La traduzione, scritto dall’argentino Pablo De Santis e pubblicato da Sellerio, è un romanzo che accosta elementi classici del genere poliziesco a elementi fantastici alla Borges. Se avete letto Dieci piccoli indiani di Agatha Christie, troverete alcune analogie tra le due storie. Così come nel libro della Signora del giallo, anche in questo alcune persone prendono parte a un evento in un luogo isolato in cui a un certo punto viene commesso quello che sembra un omicidio. Naturalmente, i sospetti ricadono subito sui convenuti. A differenza di quanto accade nella storia della Christie, qui l’attenzione non è incentrata tanto sulla risoluzione dell’enigma, quanto sulla complessità del linguaggio e sulle conseguenze a volte nefaste del suo utilizzo.
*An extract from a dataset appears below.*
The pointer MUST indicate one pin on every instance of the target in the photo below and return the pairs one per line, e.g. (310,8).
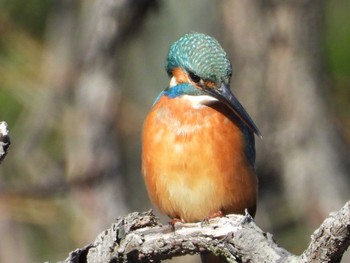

A raccontarci i fatti è Miguel De Blast, un traduttore che viene invitato a un convegno sulla traduzione in qualità di oratore. Tra i colleghi presenti all’evento ci sono Ana, una sua ex fiamma, Naum, vecchio rivale nel lavoro e in amore, e l’eccentrico Valner, che non si ritiene un professionista al pari di De Blast perché non “vive chiuso in casa, con il computer acceso”, ma traduce “nei bar, davanti a un Gancia con stuzzichini”. Valner è intenzionato a tenere una conferenza sulla lingua enochiana, o “lingua degli angeli”, un linguaggio inventato da John Dee, scienziato ed esoterista del XVI secolo realmente esistito che aveva scoperto il modo di comunicare con gli angeli utilizzando un cristallo di quarzo. Prima del suo intervento, però, il traduttore viene trovato morto, con una moneta antica posizionata sotto la lingua. È stato ucciso o si è tolto la vita? Qualcuno ha voluto impedirgli di parlare? Anche se a occuparsi ufficialmente del caso è Guimar, commissario del paese fantasma in cui si svolge la storia, Miguel non riuscirà ad attendere la conclusione delle indagini e cercherà di interpretare segni e simboli sempre più incomprensibili per dare loro un significato, proprio come un traduttore cerca di rendere il senso del testo che, vestendo i panni di un moderno Caronte, deve “traghettare” da una lingua all’altra.
Al termine del romanzo troverete una esauriente postfazione del professor Angelo Morino, scrittore e traduttore piemontese esperto di letteratura ispanica scomparso nel 2007.